Can Caviar Make You Sick?

For those of you who are wondering exactly what those outlying cases are, stick with us and we’ll explore some of the reasons why caviar can make you sick and why those cases are so unlikely.

Will I Get Sick From Caviar?

Even if you’re one of those eaters who has a sneaking suspicion about eating fish eggs, you typically don’t have to worry about getting sick from caviar.

While mankind has some weird tastes, including fugu fish and surströmming, caviar isn’t as adventurous as it may sound, and it’s certainly not unusual enough to result in an adverse reaction.

However, there’s a key difference between a food making you sick and getting an illness because of your food, here’s a handy table to outline that difference:

Food making you sickEverything from gagging to throwing up your food
Food giving you an illnessBeing made ill by your food, i.e. botulism or e. coli

Going by these definitions, there’s a chance that both can happen, but the chance of caviar making you sick is a little higher than the odds of caviar giving you an illness.

When Can Caviar Make You Feel Sick?

In most cases, when people are feeling sick after eating caviar, it’s because they typically don’t enjoy the taste of it.

Caviar doesn’t have a very strong taste, but it certainly has a fishy taste that is almost reminiscent of saltwater.

If someone doesn’t typically eat seafood but they want to try caviar for a special occasion, then they may not be entirely prepared for the taste of caviar. The fishiness may result in someone having a sudden impulse to spit it out, and in some cases, they may even gag or vomit.

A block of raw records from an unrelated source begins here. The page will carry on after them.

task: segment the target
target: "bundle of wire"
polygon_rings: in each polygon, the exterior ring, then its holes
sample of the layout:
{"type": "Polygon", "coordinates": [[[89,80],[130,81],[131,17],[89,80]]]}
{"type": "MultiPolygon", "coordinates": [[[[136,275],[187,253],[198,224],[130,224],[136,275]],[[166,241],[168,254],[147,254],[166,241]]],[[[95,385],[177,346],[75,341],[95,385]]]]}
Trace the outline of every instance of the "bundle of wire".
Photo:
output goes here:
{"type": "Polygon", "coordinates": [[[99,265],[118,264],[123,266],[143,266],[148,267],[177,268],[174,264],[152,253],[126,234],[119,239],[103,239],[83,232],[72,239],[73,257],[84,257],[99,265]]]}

When a diner is trying caviar for the first time, be sure to give them a good idea of what they can expect to taste. If they don’t often eat seafood, then remind them that caviar consists of fish eggs, and they’re going to have to expect a fishy flavor, no matter how “fancy” the dish is.

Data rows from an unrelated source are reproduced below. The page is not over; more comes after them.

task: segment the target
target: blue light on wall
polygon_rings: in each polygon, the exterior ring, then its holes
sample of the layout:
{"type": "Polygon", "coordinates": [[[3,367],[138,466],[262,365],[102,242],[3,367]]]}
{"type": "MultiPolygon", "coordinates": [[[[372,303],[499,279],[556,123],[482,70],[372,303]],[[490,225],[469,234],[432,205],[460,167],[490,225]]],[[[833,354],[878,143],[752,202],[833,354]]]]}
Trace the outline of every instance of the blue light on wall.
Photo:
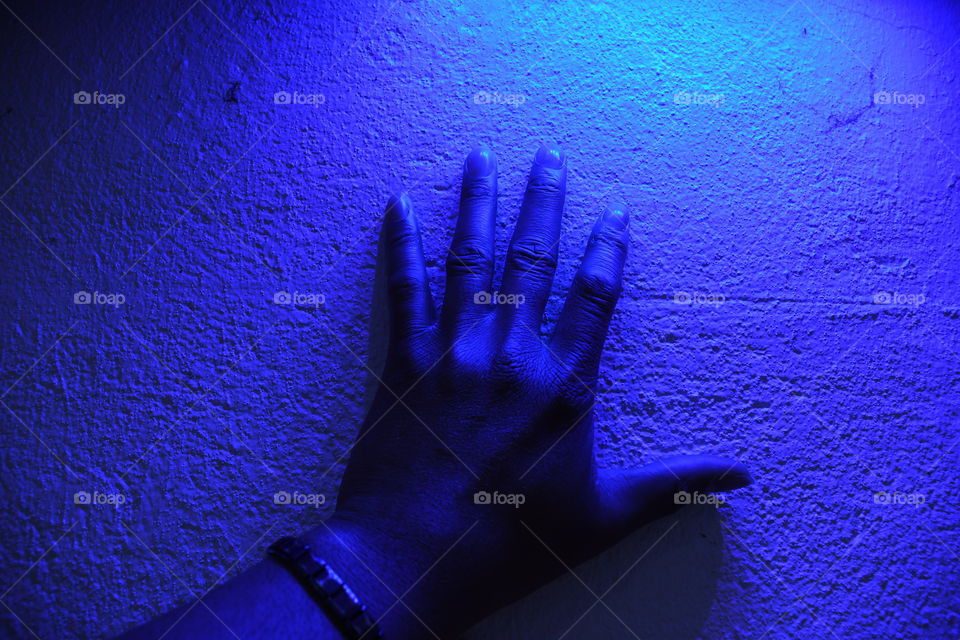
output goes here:
{"type": "MultiPolygon", "coordinates": [[[[601,463],[757,480],[590,586],[640,637],[960,634],[950,3],[0,14],[3,637],[119,633],[328,516],[272,496],[336,494],[387,196],[439,298],[464,155],[497,153],[502,256],[543,140],[570,165],[546,330],[602,205],[632,209],[601,463]]],[[[623,633],[593,604],[567,576],[472,637],[623,633]]]]}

Another thing to consider is the unique texture of caviar. Some people have misgivings about food of a certain texture, and the crunchy and then buttery texture of caviar may put those people off.

Keep in mind that this is a rare occurrence, and most people who don’t like caviar will typically try it once and decide that the dish is not for them.

When Can Caviar Give You an Illness?

This is a much more serious concern, as bad caviar can certainly make you much sicker than caviar that you just didn’t happen to like.

Because of the anaerobic environment that caviar is sealed in, there is a possibility that Clostridium botulinum can grow in the tin. This is the bacteria that is responsible for causing botulism, which has severe symptoms like facial paralysis, sometimes followed by full paralysis.

Another possibility is getting food poisoning from your caviar if it hasn’t been stored at the right temperature. In most cases, you’ll be able to tell whether or not caviar is good to eat based on its smell, but there are some borderline situations where you’re not sure if the caviar is good to eat or not.

In most cases, food poisoning from old caviar will result in relatively minor symptoms like diarrhea or vomiting. While this isn’t exactly something that you’d want, it isn’t as bad as some of the more severe illnesses that can result from improper packaging.

How Should Caviar Be Stored?

If you want to make sure that you don’t end up getting food poisoned by your caviar, you’ll have to store it in the proper conditions. There are two types of caviar:

  • Pasteurized caviar
  • Unpasteurized (fresh) caviar

Pasteurized caviar is caviar that has been exposed to temperatures of around 210 degrees F and has had at least 6% salt added to it. The salt is necessary for the pasteurization process to work.

What this does is help ensure that bacteria doesn’t grow inside of the caviar tin, and it means that it can be stored for up to 60 days outside of the refrigerator, provided it hasn’t been opened.

On the other hand, unpasteurized caviar must be refrigerated at about 23 degrees F, even if the tin hasn’t been opened up. If you’re going to store it properly, turn your fridge to the coldest setting and try to store it near the bottom of the fridge or in the meat drawer, as these tend to be the coldest places.

How is Caviar Shipped?

As you’d expect, all of this means that caviar needs to be shipped in a very specific way. If caviar hasn’t been pasteurized, then it will have to be shipped in iceboxes as well as refrigerated containers. The tins are typically kept in ice because most containers can’t reach a low enough temperature to ensure that the caviar retains its characteristics.

Because of the logistics costs that are incurred by this shipping process, you can expect to pay a lot more for unpasteurized caviar that has been shipped to you. 

While pasteurized caviar will be more affordable, it will also lose more of its flavor and texture compared to the “fresh,” unpasteurized caviar. Whether or not this is worth the sacrifice depends on your budget and exactly what you want out of your caviar.